Kremenchuk. March 2016.

For two weeks there had been protests across Ukraine against President Viktor Yanukovych’s pro-Russian government, and on that wintery Sunday, some dissenters found a symbolic target for their frustration.

Primarily aligned with the nationalist Svoboda party, the protestors tore down the 11-foot-tall statue of Vladimir Lenin that had loomed above the square since 1946, and battered it with sledgehammers.

The toppling of the Bessarabska Lenin led to a phenomenon that has become known as Leninopad, or “Leninfall”—the removal of Lenin statues from around Ukraine.

Of course, it wasn’t the first time Soviet monuments had been brought low, as statues had been destroyed as early as 1990.

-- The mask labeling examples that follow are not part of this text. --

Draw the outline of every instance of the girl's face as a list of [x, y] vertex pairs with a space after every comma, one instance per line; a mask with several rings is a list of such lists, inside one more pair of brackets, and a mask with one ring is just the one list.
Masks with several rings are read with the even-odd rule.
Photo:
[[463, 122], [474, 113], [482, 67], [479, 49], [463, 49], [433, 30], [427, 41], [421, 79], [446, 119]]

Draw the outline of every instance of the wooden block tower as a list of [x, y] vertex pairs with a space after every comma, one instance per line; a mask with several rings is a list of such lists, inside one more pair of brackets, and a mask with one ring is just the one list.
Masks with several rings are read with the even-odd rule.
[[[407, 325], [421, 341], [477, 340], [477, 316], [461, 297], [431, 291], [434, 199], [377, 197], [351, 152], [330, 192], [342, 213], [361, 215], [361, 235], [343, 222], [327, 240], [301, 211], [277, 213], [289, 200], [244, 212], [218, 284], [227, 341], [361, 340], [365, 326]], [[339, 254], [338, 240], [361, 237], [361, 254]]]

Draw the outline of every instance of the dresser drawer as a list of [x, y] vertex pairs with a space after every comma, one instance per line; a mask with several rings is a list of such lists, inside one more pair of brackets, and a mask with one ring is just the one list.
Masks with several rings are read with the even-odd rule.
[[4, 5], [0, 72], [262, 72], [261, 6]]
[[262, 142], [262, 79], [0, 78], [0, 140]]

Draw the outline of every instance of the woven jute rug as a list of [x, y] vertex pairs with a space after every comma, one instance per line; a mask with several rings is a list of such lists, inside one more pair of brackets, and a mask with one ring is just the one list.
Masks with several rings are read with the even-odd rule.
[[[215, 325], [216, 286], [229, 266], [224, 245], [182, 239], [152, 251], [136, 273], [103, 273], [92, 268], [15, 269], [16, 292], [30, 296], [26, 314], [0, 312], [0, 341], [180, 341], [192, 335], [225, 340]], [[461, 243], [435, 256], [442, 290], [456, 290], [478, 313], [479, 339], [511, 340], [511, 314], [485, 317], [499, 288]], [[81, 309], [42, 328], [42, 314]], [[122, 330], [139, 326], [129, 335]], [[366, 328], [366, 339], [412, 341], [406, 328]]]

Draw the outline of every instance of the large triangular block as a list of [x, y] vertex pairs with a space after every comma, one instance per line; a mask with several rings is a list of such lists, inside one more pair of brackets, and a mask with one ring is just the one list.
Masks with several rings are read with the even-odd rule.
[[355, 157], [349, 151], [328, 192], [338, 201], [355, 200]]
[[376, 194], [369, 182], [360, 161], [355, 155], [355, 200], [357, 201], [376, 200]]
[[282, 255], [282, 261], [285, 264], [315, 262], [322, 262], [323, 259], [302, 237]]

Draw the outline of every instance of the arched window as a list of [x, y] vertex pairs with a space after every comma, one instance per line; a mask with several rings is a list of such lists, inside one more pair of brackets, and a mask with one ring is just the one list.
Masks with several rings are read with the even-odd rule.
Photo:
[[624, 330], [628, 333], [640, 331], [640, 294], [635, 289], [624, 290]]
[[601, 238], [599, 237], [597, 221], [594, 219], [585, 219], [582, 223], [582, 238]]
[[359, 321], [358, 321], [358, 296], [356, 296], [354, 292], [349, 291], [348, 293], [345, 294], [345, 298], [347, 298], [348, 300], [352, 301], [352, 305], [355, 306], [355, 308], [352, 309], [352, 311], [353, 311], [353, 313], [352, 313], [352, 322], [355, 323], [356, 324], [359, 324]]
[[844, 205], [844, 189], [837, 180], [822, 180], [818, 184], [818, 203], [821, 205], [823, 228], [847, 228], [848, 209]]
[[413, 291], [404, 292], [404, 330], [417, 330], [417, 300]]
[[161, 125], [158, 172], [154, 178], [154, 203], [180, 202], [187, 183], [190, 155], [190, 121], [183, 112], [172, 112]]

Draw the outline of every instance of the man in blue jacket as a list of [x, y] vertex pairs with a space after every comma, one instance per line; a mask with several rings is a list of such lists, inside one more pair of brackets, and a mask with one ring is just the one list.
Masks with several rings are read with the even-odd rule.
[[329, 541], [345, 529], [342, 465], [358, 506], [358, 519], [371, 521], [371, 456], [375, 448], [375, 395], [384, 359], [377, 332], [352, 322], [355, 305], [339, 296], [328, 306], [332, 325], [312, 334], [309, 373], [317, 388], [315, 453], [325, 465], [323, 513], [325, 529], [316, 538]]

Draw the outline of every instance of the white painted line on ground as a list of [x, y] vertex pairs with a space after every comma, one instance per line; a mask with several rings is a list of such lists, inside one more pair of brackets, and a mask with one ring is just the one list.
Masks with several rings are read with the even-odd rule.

But in the following months the intensity increased—so much so that in February 2014 alone, a total of 376 statues were torn down.

Ukrainians had a lot of statues to work with, but their efforts were diligent and comprehensive.

In 1990, when Ukraine declared its independence from the Soviet Union, there were 5,500 Lenin statues around the country, more than in any other former Soviet republic.

With the country’s 2015 decommunization laws, which outlawed communist symbols including statues, flags, and Soviet-era place names, there was a mandate to remove the last of the Lenin monuments.

Today, none still stand. But they haven’t disappeared.

The afterlife of these statues is the subject of the new photobook from Fuel Publishing, Looking for Lenin.

Photographer Niels Ackermann and journalist Sébastien Gobert started the project by searching for the remains of the Bessarabska Square Lenin, and they ended up photographing toppled Lenins across the country.

Their goal was not just to see where the physical embodiments of the Soviet past had ended up, but also to discover how Ukrainians felt about the ongoing process of decommunization.

“We met scores of people who wanted to discuss the subject,” writes Gobert in the book.

“The name ‘Lenin’ loosened tongues: for, against, indifferent, nostalgic, vindictive—everyone had an opinion about Dyadya Vova (Uncle Vlad).”

The Lenins that Ackermann and Gobert found—figures that had previously towered on plinths as a mark of Soviet authority—now fill car trunks, are hidden in the woods, or are stashed in cleaning rooms.